Eat Parade, la rubrica gastronomica del Tg2 diventa un libro tutto da gustare

Bruno Gambacorta, che da 13 anni (e 650 puntate) racconta l'Italia del cibo nella rubrica televisiva, ha raccolto nel volume edito da Rei Eri e da Vallardi trentacinque storie straordinarie di prodotti unici, degli uomini che li hanno riscoperti o valorizzati e dei territori che spesso hanno trovato in loro un riscatto

Ha lo stesso nome della rubrica del Tg2 che conduce da tredici anni, un vero rotocalco della cucina seguito ogni settimana (e ce ne sono state oltre 650) da 2,5 milioni di telespettatori. E ha lo stesso scopo, narrare alcune delle infinite storie e tradizioni dell'Italia a tavola. Ma Eat Parade, il volume che Bruno Gambacorta (napoletano, 54 anni, assunto in Rai 25 anni fa) ha scritto per le edizioni RaiEri e Vallardi (272 pagine, 15,90 euro), contiene ancora di più di quello che ogni settimana racconta in tv, perché i tempi televisivi limitano le possibilità di approfondimento. Da qui la scelta di «fissare» su carta trentacinque delle più belle storie scovate in tredici anni di su e giù per lo Stivale goloso.
Storie che Gambacorta ha decisono di dividere in tre parti: la prima si chiama «Saper fare» ed è un giro dell'Italia attraverso prodotti insoliti e fuori dal comune e i personaggi che li hanno salvati, oppure reinventati e comunque valorizzati: i fagioli di Sarconi in Basilicata, i limoni di Sorrento, la mozzarella «perfetta», il Culatello, le acciughe e i gamberi liguri, il poco conosciuto tartufo molisano, l'olio pugliese, l'agnello sardo, i legumi imbri, le Olimpiadi dei formaggi valdostani e il riso Vialone Nano Veronese Igp.
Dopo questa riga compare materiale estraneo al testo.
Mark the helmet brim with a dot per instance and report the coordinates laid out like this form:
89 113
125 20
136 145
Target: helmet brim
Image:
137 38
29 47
La seconda parte cambia gli addendi ma non il risultato e si intitola «Far sapere»: è dedicata a tutti i divulgatori dell'enogastronomia di qualità e comunque alle iniziative di vario genere che fanno dell'Italia un Paese impareggiabile da un punto di vista gastronomico. Si racconta quindi dell'adozione a distanza delle pecore (e dei pastori) abruzzesi, della calabrese Accademia del peperoncino e dell'emiliana Accademia italiana della cucina, della rinascita del Maiale nero casertano, dei quattro musei del cibo di Parma, di un signore (Graziano Pozzetto) che è una vera enciclopedia vivente delle tradizioni culinarie romagnole, della donna del vino Donatella Cinelli Colombini, del formaggio Ragusano dop, di Chef Kumalè, l'italiano che si è dato alla world cuisine, del ristorante marchigiano trasformato in galleria di arte contemporanea , dell'igienista-gourmet.
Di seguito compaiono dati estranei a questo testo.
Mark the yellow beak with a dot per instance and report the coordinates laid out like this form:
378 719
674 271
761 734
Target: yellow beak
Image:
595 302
La terza e ultima parte si intitola «Rinascere in cucina» ed è invece dedicata alle storie di chi ha trovato nella terra, nel vino e nel cibo uno strumento di rinascita individuale o collettiva: come l'Abruzzo terremotato che però non ha mai smesso di essere una dispensa golosa e il Friuli-Venezia Giulia che, 33 anni prima, trovò nella ricostruzione dopo il sisma la chance per diventare uno dei poli dell'enogastronomia di qualità dell'Italia. E poi di come la comunità di recupero di San Patrignano è diventata un'azienda agrivinicola modello, di come siano buoni i prodotti delle terre strappate alla mafia, delle Cesarine che per pochi spiccioli cucinano i piatti della tradizione nelle loro case aperte a tutti, dei detenuti che trovano riscatto imparando a cucinare in carcere (seguendo il glorioso esempio di Filippo La Mantia, che oggi è la star del ristorante dell'hotel Majestic di via Veneto a Roma), di Andy Luotto reinventatosi chef in un ristorante a Sutri senza mai smettere di recitare un po', della valle trentina che ha combattuto lo spopolamento e l'economia di sussistenza grazie a piccoli tesori come ribes, mirtilli e lamponi.
Trentacinque piccole grandi storie nelle quali ci sono tutte le regioni italiane (alcune naturalmente più di una volta) e accompagnata ciascuna da due (e qualche volta tre) ricette spesso semplici e rassicuranti, a volte più elaborate e sontuose. Ma sempre uniche come il nostro Paese.